Much of Thomas’s discussion of Jesus’ resurrection has an “Abelardian” flavor. The resurrection is less an integral part of the “accomplishment” of redemption and more a support for the life of the believer. Of the five reasons given for the necessity of the resurrection, only one is about the achievement of salvation. The resurrection commends divine justice, confirms faith, raises hope, and sets in order the lives of the faithful (ST III, 53, 1). Finally, fifthly, he says that the resurrection completes (complementum) the work of salvation; His death delivers from evil, the resurrection “advances us to good things.”
When he turns to a discussion of the fittingness of a third-day resurrection, he stays in this “subjective” vein: If Christ had not been raised so soon, we’d doubt His Godhead; if He had been raised instantly, we’d doubt His humanity and the reality of His death; therefore “Christ’s resurrection was necessary for the instruction of our faith.” Besides, the resurrection on the third day adds to the mysticism of the number 3.
But then this:
The third-day resurrection “signified that a third epoch (tertium tempus) began with the resurrection. To the eras ante legem and sub lege, the resurrection adds a tempus sub gratia. Further, the resurrection initiates (incipit) a third status for the saints. Once saints were sub figuris legis, then under the truth of faith (veritate fidei), but there will be another state of eternal glory, which Christ’s resurrection inaugurates (quam Christus resurgendo inchoavit).

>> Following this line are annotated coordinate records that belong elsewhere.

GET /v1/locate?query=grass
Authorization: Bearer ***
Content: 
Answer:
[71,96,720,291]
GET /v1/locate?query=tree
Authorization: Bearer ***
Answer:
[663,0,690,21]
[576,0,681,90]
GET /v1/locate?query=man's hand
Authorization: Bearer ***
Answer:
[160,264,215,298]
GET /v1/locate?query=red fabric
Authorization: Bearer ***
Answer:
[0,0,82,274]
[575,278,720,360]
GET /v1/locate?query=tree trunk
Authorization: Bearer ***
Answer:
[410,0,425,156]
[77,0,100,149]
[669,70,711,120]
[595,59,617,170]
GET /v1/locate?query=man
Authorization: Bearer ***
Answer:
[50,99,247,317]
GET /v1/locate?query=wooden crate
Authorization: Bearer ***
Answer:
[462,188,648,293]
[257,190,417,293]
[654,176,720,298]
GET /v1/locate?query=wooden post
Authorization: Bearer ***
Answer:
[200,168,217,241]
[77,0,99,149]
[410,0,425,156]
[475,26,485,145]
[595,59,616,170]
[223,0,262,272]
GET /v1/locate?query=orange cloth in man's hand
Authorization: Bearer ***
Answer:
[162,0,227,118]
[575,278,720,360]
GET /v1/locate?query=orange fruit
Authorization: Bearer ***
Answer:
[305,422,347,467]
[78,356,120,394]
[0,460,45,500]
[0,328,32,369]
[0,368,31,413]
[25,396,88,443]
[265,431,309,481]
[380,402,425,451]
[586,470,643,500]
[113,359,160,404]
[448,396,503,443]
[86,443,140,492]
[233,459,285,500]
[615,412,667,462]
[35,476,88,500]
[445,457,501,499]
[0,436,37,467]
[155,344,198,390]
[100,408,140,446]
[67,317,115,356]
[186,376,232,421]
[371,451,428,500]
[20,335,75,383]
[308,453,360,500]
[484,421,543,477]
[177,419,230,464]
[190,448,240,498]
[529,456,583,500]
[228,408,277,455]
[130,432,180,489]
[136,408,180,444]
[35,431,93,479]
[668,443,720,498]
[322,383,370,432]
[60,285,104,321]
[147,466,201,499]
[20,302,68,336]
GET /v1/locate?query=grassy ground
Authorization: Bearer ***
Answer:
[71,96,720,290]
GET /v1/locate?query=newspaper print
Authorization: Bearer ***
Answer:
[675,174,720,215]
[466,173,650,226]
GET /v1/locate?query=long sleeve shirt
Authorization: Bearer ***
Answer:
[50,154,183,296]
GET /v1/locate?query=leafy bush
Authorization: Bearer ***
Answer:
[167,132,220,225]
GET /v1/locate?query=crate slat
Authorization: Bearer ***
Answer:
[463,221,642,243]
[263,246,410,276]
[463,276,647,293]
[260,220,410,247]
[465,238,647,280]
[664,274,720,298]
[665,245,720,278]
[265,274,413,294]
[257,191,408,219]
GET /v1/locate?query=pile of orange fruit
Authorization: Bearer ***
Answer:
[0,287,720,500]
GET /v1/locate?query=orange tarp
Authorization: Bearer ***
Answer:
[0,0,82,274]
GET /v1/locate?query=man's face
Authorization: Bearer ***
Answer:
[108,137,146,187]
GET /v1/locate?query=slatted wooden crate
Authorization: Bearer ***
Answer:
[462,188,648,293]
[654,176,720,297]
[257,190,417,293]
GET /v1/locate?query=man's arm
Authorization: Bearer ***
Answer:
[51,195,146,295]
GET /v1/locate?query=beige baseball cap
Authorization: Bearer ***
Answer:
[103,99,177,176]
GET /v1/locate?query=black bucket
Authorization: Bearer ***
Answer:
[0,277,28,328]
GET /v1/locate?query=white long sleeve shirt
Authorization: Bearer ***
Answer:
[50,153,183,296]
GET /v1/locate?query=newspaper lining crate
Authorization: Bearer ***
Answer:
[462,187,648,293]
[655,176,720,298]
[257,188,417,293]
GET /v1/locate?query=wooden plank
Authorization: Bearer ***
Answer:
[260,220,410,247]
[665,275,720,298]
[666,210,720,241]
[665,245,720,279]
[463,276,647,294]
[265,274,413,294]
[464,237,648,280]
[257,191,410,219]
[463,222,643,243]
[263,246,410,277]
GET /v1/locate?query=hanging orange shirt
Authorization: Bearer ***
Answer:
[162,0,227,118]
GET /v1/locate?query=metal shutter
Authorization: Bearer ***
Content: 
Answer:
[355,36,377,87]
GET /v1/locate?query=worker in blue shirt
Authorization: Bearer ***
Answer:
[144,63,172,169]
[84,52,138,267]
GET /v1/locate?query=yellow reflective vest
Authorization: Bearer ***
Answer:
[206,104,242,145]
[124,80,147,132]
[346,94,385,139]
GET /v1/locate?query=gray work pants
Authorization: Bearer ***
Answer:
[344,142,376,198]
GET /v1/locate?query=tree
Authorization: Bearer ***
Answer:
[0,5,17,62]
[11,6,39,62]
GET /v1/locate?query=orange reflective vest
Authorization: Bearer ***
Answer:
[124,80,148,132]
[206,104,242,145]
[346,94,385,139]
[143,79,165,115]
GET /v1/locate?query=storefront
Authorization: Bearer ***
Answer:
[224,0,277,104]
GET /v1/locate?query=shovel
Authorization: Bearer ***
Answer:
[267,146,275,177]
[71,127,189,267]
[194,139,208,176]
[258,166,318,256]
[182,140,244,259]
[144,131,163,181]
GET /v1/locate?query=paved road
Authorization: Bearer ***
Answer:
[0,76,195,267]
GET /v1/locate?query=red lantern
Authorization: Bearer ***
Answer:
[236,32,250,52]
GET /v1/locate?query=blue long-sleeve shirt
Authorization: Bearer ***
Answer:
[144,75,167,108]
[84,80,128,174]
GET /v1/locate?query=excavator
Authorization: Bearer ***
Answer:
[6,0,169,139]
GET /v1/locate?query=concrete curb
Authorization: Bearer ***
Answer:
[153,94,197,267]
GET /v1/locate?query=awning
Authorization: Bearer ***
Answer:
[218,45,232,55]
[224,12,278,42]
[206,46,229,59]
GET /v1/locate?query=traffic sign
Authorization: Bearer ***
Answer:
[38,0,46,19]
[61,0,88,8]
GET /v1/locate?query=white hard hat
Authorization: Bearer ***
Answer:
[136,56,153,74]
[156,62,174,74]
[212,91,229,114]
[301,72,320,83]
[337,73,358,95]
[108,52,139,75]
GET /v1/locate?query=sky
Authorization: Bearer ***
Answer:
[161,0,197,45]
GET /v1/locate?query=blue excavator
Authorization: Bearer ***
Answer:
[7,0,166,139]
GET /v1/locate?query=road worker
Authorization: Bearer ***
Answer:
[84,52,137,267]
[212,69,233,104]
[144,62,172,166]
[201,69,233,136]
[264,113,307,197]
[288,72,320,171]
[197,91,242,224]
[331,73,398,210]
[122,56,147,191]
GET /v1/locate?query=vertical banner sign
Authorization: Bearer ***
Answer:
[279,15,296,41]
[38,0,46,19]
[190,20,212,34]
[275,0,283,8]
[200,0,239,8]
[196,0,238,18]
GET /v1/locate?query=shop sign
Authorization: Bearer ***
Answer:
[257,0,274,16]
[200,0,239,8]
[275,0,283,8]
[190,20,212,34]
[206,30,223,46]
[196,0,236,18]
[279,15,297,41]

This is quite remarkable: The objective effect of the resurrection is to begin a new stage of human history, a new epoch or tempus. Thomas also hints at an already-not yet structure to redemption by saying that the state of future resurrection is already inaugurated in Christ’s own resurrection. Alongside his “Abelardian” pieties, Thomas gives a very “kingdom-oriented” understanding of the resurrection.